A Amazon eclipsou o Walmart e se tornou o maior grupo mundial de varejo, fora da China, de acordo com dados empresariais e setoriais, o que representa um marco na transição do comércio físico para o comércio online, que mudou a maneira pela qual as pessoas compram toda espécie de coisas, de biscoitos a ursos de pelúcia.

Propelidos em parte pela alta da demanda surgida com a pandemia, os consumidores gastaram mais de US$ 610 bilhões (R$ 3,2 trilhões) na Amazon nos 12 meses até junho, de acordo com estimativas de Wall Street compiladas pelo grupo de pesquisa financeira FactSect. Na terça-feira (17), o Walmart anunciou faturamento de US$ 566 bilhões (R$ 3 trilhões) nos 12 meses encerrados em junho.

O gigante do comércio online chinês, Alibaba, é a maior companhia mundial de varejo. Nem o Walmart e nem a Amazon são participantes importantes do mercado chinês.

Ao ultrapassar o Walmart, a Amazon destronou uma das companhias mais bem sucedidas —e mais temidas— das últimas décadas. O Walmart aperfeiçoou um modelo próspero de varejo em grandes lojas que subtraía cada centavo possível de custo, derrubando os preços e derrotando a concorrência.
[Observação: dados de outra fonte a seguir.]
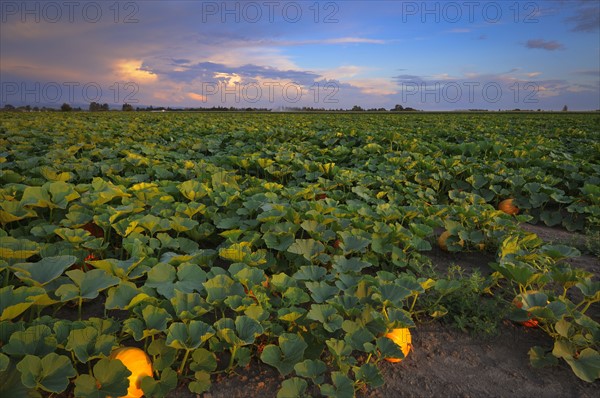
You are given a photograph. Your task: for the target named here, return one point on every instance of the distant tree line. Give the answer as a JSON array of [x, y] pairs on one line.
[[97, 107]]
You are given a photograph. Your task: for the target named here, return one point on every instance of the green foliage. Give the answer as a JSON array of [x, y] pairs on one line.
[[299, 240]]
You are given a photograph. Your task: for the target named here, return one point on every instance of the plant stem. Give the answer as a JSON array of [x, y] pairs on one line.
[[233, 352], [187, 353]]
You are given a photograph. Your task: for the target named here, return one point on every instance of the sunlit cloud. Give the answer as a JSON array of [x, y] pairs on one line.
[[551, 45], [131, 70]]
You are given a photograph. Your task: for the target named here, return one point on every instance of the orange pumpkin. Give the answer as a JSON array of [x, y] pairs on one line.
[[508, 207], [403, 339], [138, 363], [442, 241], [530, 323]]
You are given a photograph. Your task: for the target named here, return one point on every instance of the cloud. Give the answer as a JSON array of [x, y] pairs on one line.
[[586, 19], [197, 97], [544, 45], [588, 72]]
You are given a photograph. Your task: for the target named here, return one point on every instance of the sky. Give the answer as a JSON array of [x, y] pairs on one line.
[[428, 55]]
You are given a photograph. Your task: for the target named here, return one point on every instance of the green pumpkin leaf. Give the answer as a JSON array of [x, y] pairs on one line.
[[188, 336], [586, 365], [13, 302], [109, 379], [43, 271], [159, 388], [35, 340], [284, 356], [88, 343], [50, 373]]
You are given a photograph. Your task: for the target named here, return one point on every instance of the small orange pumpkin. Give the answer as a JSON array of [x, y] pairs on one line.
[[508, 207], [138, 363], [531, 322], [442, 241], [403, 339]]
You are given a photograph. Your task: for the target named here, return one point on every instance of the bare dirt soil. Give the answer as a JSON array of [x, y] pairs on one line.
[[447, 362]]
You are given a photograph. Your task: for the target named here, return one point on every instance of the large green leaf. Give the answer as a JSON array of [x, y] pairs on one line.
[[109, 379], [188, 336], [50, 373], [13, 302], [284, 356], [89, 343], [44, 271], [86, 285], [36, 340]]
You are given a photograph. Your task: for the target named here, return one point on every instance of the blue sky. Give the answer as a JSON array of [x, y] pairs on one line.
[[429, 55]]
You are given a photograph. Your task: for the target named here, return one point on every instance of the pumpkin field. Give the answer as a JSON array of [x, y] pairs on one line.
[[164, 254]]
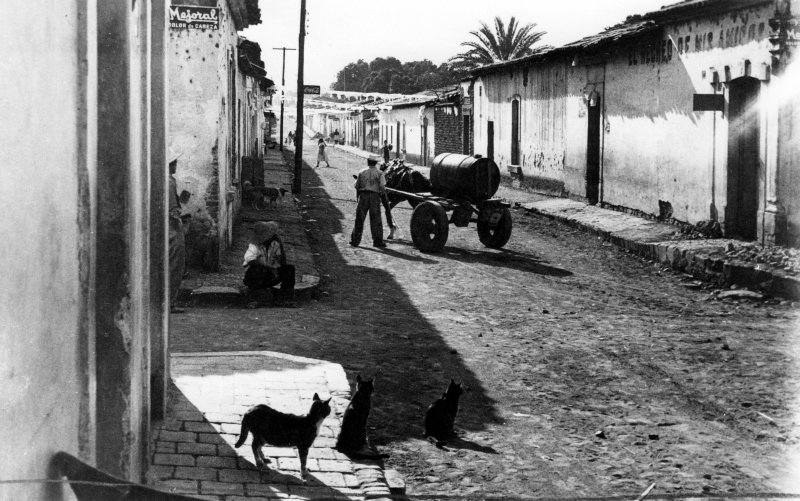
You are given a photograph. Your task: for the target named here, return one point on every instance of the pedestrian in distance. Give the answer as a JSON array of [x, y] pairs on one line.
[[370, 184], [322, 153], [386, 149], [265, 267], [177, 246]]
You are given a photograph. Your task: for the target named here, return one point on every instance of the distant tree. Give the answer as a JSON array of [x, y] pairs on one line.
[[390, 75], [500, 44], [352, 76]]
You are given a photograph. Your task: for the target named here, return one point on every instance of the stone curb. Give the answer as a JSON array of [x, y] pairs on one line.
[[689, 256]]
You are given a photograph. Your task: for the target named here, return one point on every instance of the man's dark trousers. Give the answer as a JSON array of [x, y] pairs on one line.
[[368, 201]]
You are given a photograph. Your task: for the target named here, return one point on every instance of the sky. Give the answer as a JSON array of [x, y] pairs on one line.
[[342, 31]]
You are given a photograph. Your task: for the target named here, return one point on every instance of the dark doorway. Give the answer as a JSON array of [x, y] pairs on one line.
[[425, 141], [515, 132], [593, 152], [465, 149], [490, 140], [743, 158]]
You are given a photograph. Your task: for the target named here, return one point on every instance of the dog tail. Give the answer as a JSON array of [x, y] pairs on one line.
[[243, 433]]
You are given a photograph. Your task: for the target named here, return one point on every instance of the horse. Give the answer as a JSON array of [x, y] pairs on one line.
[[401, 177]]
Mas mesmo com todo esse poder e eficiência, a disputa pelo domínio do ambiente de varejo atual está sendo vencida na internet. E nenhuma companhia tirou mais vantagem disso do que a Amazon. De fato, a rapidez nas entregas da empresa (muitos produtos chegam em apenas um ou dois dias) e a ampla seleção de produtos que ela oferece foram o que primeiro atraiu os consumidores às compras online, e eles continuam lá, comprando mais e mais, desde então. Isso fez de Jeff Bezos, o fundador da empresa, uma das pessoas mais ricas do planeta.

“E um momento histórico”, disse Juozas Kaziukenas, fundador da Marketplace Pulse, uma empresa de pesquisa. “O Walmart existe há tanto tempo, e agora surge a Amazon com um modelo diferente e os substitui na liderança”.

As empresas de Wall Street vinham antecipando essa passagem do bastão no mundo do varejo, prevendo que aconteceria nos próximos anos. Mas a pandemia acelerou a transição, porque as pessoas presas em casa passaram a depender mais de entregas. As vendas do Walmart subiram acentuadamente durante a pandemia, mas seu crescimento não se equiparou ao da Amazon, que colocou em operação centenas de novos armazéns e contratou cerca de 500 mil novos trabalhadores desde o começo do ano passado.

As vendas do Walmart cresceram em US$ 24 bilhões (R$ 127,2 bilhões) no ano passado, informou a companhia na terça-feira. Durante mais ou menos o mesmo período, o valor total de todos os produtos comprados na Amazon subiu em cerca de US$ 200 bilhões (R$ 1 trilhão), estimam analistas.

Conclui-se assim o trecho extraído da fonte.